It has some use cases but for the most part it's literally a wall of unstructed information. Difficult to parse and build any mental hierarchy.

It's also ... incredibly easy to do with existing css.



> incredibly easy to do with existing css

care to demonstrate? given a dynamic collection of images where you don't know the aspect ratios beforehand


All of the images have only a constraint on the width, the aspect ratio is irrelevant. You can still do it with a grid, you just let the browser render the images within as it would normally.

Where it gets more complicated is getting them all to align horizontally at the bottom, which even this proposal doesn't do. Pinterest, of course, solved this by not having a "bottom."


Does it actually solve that problem, though?

In the photo demo all content is either 1-column or 2-column wide - and that already results in some very noticeable gaps. I don't get the impression that it can properly handle arbitrary aspect ratios. You're pretty much forced to stick to a single column width and fit all images to match, so not exactly an improvement over what we already have right now.


It does handle arbitrary aspect ratios by scaling the image to fit the width of the column. What else should it do? It also allows you to define different widths for each column. Isn’t that exactly what you want for a masonry layout?


If, for example, it rendered the child elements such that they automatically gained/lost overflow in relation to other columns, it might have some practical application that straight CSS cannot do. This would allow children to be sized vertically (effectively cropped) to produce an even square.

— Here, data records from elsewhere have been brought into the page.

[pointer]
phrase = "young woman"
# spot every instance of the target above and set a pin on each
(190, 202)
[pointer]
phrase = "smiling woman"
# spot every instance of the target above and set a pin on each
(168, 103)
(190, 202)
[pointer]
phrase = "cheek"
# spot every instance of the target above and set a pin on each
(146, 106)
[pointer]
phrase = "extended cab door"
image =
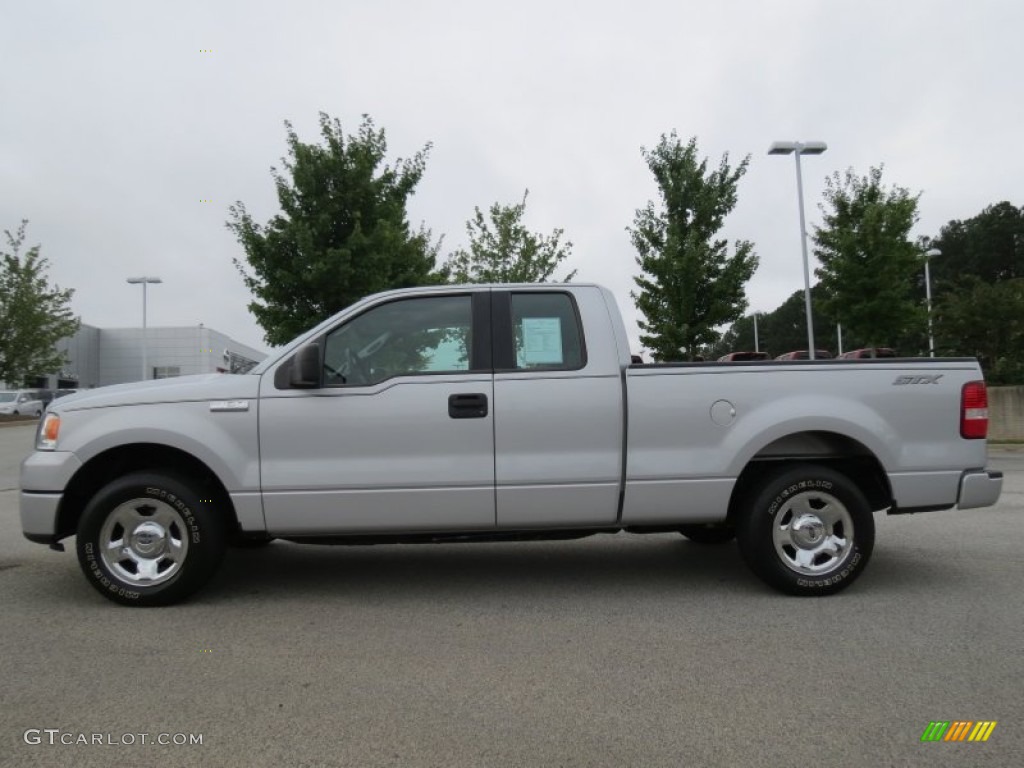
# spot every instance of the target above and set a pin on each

Not the GP, but here is my website with photos with different aspect ratios. I used display:inline-block to achieve this result, effectively treating photos as text that needs to reflow.

https://yakubin.com/photography/albumless/

https://yakubin.com/photography/album/kenya-2023/

Proper masonry layouts which fill all available space in practice actually crop some images. Leaving space around photos is required when you don’t want cropping and want to preserve aspect ratio. That’s why I prefer my solution over what JS libraries for masonry layouts do.



I would hope we're getting over trying to make other websites look and behave more like Pinterest. Pinterest exemplifies the worst of the web in several ways.


Yeah, it's quite weird to see such an obscure feature being proposed as a CSS standard. The demos just aren't convincing? Sure, I get the Pinterest application, but the other ones seem like a solution in search of a problem.

In the megamenu demo the multicolumn layout is pretty much indistinguishable from masonry. The only thing wrong with it is that it allows column breaks in the middle of content. That doesn't need masonry to fix it.

In the newspaper demo the multicolumn layout is actually better, because that's how newspapers work. The masonry demo becomes an unreadable mess.

The museum demo almost feels intentionally mis-designed. The CSS Grid 1 layout obviously has issues, but it could've easily been solved by pulling the nav bar out of the gallery, and using a multicolumn layout for the gallery instead.

So that leaves the Pinterest-style photo gallery. Sure, it's objectively better if you want to achieve this kind of style, but it's an outdated design with horrible UX. Why is it special enough that we need explicit support for it in the standard?


It's been called masonry before Pintrest was even founded.


I don't doubt it, but it certainly wasn't common web design terminology. Waterfall was one I encountered frequently.